Solid fuel rockets are preferred for military and long mission uses because of their inherent simplicity and their avoidance of the complex plumbing, mixing and control elements required in liquid fuel rockets and because of the ease and safety with which the rocket fuel, or grain, can be preserved for future use. The design parameters, fuel selection tradeoffs and operating characteristics of solid fuel rockets are well known in the art and are, for example, discussed in the reference textbooks “Rocket Propulsion Elements”, 2d ed., by G. P. Sutton, and “Propellant Chemistry” by Stanley F. Sarner.
A characteristics of solid fuel rockets is the difficulty involved in modulation or termination of the thrust-producing reaction once grain burn has commenced. The need for thrust modulation or thrust termination plus re-initiation is readily apparent in practical applications of a rocket in military or scientific uses. The functions of threat avoidance, multiple purpose missions and vehicle atmospheric reentry each present a desirable environment for some form of thrust change, for example.
Questions of complete burn termination and re-ignition are not considered in this specification; present concerns are with thrust modulation or control during the burning of solid fuel rocket grain. Such thrust modulation might, for example, also be desirable in tailoring the placement velocity and the orbit of a spacecraft, in trading thrust magnitude for thrust duration in a rocket, or in balancing the thrust applied to a multiple rocket vehicle, especially during the initial liftoff, low air velocity, flight portion.
The achievement of practical and workable thrust modulation in a solid fuel rocket has been attended by a significant degree of difficulty, however, and in most heretofore practiced arrangements has required significant compromises with respect to rocket payload, reliability, attained degree of control, and added rocket complexity. The variable exit nozzle geometry arrangements previously used for thrust control are, for example, found to be large in physical size, heavy and weight penalizing with respect to rocket payload, requiring of specialized high-temperature, high-strength materials, and productive of large pressure excursions within the propellant combustion chamber. Such nozzle geometry changing arrangements or throttles are also found to be of limited compatibility with the gimbaled or pivoting nozzle arrangements that are commonly employed for guidance and stability control of a rocket and its payload. The pulse modulated solid fuel rocket propellant modulators, although somewhat successful over a limited burn rate schedule, are limited in control ability over the desired larger range of thrust changes and additionally have the characteristic of ejecting unburned inhibitor media. The moving filament throttle arrangements are also cumbered by large weight and space requirements for the attending winch mechanism and are attended by unresolved problems of binding and fusing throttle filament elements so as to be for all practical purposes, not presently desirable.

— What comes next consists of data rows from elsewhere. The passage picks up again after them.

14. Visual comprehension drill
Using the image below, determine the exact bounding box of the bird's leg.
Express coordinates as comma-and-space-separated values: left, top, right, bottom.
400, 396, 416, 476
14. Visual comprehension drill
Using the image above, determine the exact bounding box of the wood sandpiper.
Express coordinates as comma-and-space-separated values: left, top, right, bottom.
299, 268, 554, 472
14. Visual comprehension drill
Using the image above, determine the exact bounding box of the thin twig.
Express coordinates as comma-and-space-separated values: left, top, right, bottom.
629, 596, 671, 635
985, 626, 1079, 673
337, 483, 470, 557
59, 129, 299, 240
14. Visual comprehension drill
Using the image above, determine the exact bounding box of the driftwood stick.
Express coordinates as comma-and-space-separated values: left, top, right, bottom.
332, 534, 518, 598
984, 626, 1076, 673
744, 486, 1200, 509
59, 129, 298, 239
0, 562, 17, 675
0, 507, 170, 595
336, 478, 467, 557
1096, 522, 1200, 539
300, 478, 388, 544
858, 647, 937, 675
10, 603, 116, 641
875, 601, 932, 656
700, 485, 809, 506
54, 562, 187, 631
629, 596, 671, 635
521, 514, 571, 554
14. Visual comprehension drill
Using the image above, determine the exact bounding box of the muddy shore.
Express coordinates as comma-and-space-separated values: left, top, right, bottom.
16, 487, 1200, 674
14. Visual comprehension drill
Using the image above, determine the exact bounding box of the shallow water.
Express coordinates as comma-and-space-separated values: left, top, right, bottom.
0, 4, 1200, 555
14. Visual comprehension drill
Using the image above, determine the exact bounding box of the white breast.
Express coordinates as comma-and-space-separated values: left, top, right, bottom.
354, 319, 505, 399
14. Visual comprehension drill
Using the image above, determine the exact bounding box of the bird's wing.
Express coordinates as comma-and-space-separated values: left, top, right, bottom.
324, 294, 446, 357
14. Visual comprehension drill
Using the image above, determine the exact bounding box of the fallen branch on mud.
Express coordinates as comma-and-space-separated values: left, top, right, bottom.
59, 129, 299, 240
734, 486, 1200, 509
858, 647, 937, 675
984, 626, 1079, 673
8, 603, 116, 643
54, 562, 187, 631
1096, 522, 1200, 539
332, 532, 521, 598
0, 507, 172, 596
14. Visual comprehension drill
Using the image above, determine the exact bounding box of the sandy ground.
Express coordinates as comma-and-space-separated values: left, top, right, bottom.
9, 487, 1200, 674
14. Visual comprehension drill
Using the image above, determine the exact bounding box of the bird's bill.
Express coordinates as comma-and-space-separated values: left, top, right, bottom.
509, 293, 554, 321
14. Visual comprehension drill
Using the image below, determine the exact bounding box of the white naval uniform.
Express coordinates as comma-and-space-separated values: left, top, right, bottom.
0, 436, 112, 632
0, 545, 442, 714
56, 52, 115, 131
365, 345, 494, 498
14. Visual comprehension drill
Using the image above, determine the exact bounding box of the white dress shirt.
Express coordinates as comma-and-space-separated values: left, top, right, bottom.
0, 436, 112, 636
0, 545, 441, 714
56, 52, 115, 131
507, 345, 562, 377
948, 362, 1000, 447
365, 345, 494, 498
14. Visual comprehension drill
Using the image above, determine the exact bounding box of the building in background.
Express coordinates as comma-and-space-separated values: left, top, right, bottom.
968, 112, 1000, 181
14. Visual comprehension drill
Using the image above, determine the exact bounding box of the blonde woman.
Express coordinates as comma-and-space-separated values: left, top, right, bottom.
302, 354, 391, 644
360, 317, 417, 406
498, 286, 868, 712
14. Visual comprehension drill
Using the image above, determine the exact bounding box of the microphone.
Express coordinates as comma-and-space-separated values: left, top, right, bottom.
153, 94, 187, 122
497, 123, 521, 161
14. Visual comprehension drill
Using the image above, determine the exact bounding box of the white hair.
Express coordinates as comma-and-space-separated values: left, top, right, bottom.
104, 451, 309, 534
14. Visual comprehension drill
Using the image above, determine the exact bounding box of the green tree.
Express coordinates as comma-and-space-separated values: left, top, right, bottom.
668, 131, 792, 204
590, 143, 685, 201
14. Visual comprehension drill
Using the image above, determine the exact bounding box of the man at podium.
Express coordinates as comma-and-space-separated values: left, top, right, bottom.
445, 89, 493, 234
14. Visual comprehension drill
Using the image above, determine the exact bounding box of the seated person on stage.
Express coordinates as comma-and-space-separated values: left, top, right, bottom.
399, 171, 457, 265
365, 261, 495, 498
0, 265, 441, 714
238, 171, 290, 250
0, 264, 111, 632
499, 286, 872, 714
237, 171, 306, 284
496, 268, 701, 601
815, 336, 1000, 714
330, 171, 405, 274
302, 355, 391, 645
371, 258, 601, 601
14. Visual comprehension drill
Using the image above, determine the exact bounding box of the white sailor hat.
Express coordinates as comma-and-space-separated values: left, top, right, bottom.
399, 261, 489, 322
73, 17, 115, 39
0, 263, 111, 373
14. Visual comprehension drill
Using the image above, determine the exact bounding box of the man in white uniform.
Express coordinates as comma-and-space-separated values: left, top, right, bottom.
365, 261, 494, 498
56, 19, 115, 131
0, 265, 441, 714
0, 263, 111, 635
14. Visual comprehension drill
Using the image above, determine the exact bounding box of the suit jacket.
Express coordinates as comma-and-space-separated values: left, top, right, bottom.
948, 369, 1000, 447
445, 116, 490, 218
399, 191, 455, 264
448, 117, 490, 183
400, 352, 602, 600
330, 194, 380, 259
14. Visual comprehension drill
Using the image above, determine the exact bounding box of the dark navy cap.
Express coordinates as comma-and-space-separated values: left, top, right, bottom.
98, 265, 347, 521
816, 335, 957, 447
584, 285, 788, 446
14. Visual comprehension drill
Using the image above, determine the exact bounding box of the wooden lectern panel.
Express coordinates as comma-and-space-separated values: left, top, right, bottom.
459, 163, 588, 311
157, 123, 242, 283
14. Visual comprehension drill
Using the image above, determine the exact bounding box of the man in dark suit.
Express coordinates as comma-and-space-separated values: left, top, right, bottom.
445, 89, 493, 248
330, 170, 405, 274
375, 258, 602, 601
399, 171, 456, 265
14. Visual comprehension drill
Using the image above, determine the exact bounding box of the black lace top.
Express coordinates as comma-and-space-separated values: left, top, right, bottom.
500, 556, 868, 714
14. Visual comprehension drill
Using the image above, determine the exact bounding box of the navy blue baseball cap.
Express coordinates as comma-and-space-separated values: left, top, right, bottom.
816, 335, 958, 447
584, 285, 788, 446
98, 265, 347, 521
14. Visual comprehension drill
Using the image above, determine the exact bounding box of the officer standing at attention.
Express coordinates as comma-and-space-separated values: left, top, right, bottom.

The use of burn rate increasing energy communicated to local areas of the rocket grain adjacent the burn face in order to produce coning action and increased burn face surface area, is suggested in the patents of Winch et al, U.S. Pat. No. 4,587,805, and DeHaye, U.S. Pat. No. 3,529,425 and presently affords one of the more practical arrangements for controlling solid fuel rocket grain burn rates. The present invention adds a new dimension to this class of burn rate control by additionally simplifying the required controlling apparatus and limiting the mass and volume of control apparatus attending the rocket structure.